Counterfeiting now costs more than 2% of total global economic output, or around USD1.8 trillion per year, and the internet has made counterfeiting a problem that is difficult to combat, with a 15% increase in sales of counterfeit goods online last year. Rogue websites and online auctions all give counterfeiters anonymous channels for their activities, with counterfeit products now spreading to legitimate supply chains, as counterfeiters become more security savvy.

Every year, consumers are deceived into buying counterfeited products which can pose significant risks to their health and safety, in addition to damaging companies’ brand reputation being, and eroding profitability and market share. Europol, Europe's police agency, recently seized more than 4,500 website domains trading in counterfeit goods that were selling anything from luxury goods, sportswear, spare parts, electronics, pharmaceuticals, and toiletries.

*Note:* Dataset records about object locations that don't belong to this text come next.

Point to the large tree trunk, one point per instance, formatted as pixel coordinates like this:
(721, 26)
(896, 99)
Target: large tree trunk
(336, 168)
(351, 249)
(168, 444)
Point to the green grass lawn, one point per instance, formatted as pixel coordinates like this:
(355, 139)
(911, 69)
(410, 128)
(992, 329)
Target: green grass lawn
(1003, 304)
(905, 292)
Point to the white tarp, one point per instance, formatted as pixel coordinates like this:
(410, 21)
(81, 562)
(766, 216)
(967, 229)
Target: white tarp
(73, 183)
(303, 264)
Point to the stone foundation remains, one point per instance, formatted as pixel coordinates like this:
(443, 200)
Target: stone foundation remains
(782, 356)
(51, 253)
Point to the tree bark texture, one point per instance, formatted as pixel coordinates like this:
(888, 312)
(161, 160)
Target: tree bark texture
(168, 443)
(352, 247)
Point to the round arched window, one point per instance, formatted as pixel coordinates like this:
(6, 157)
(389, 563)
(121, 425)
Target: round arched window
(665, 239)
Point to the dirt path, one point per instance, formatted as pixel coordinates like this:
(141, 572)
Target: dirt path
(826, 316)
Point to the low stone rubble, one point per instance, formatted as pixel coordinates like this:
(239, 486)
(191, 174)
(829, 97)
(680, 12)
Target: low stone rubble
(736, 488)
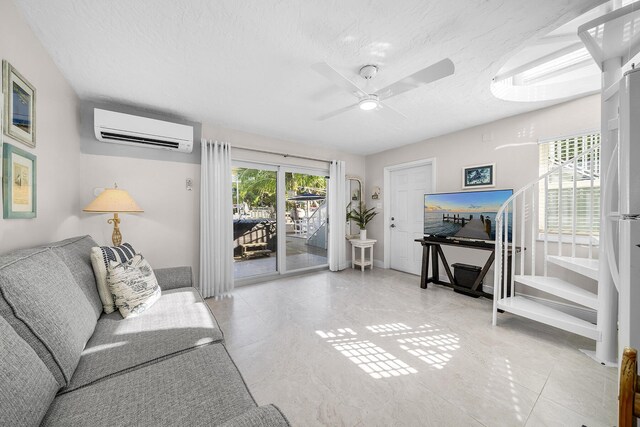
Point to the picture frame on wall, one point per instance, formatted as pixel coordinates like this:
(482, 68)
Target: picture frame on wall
(479, 176)
(19, 118)
(19, 183)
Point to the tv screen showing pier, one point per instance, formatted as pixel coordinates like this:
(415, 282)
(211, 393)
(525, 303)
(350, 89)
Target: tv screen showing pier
(469, 215)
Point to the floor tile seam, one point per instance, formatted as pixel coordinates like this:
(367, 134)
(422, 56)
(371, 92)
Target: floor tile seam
(573, 411)
(539, 396)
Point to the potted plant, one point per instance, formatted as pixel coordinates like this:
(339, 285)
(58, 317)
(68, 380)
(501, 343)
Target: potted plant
(362, 216)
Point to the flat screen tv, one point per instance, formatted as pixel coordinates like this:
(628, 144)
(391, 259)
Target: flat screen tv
(467, 215)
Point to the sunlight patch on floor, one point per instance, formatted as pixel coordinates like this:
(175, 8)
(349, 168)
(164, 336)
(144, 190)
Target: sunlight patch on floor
(369, 357)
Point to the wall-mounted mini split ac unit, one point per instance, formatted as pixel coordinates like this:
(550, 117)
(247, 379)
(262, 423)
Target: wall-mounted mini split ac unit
(120, 128)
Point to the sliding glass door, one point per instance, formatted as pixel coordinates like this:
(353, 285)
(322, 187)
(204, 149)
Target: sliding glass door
(306, 220)
(281, 222)
(255, 215)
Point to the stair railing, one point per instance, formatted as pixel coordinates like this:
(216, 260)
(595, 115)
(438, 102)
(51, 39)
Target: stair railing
(315, 221)
(518, 233)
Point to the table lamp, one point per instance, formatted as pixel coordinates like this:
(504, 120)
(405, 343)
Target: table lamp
(113, 200)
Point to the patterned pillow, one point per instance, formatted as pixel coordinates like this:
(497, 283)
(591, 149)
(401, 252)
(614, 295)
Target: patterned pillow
(133, 286)
(101, 256)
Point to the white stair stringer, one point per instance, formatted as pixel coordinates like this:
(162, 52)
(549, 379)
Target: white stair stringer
(560, 288)
(522, 306)
(585, 266)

Mitigating Risks in an Era of Globalisation

With a vast array of deceptions taking place and the associated damage to brand and reputation, it is essential for manufacturers and retailers to mitigate counterfeiting risk. You should therefore:

  • Keep Your Eyes and Ears Open: Your sales force will usually be the first to detect counterfeits. Ensure they are instructed to keep a look out for such products and that they report them further up the chain.
  • Gain a Greater Understanding of the Supply Chain: A clear path of investment and focus in understanding today’s global supply chain is imperative. Map and understand the risks, categorised as a minimum by country, sector, transaction, and business partnership.
  • Use Technology to Protect Your Goods: Anti-counterfeit technology, such as track and trace and the use of holograms or watermarks on packaging, can help maintain supply chain integrity.
  • Change Products and Packaging Regularly: This makes it much harder for counterfeiters to keep up and easier for you and your customers to spot the fakes.
  • Use Data to Understand Trends: Spotting trends in consumer preferences can help identify products which are more attractive targets, allowing for a bespoke deterrent to be put in place.    
  • Protect Intellectual Property Rights: Obtain a registered trade mark, registered design, and patent protection to give yourself the largest possible arsenal of weapons to deploy against counterfeiters.
  • Assess Insurance Coverage: Understand how your third-party and or recall policies and procedures will respond to counterfeiting risks.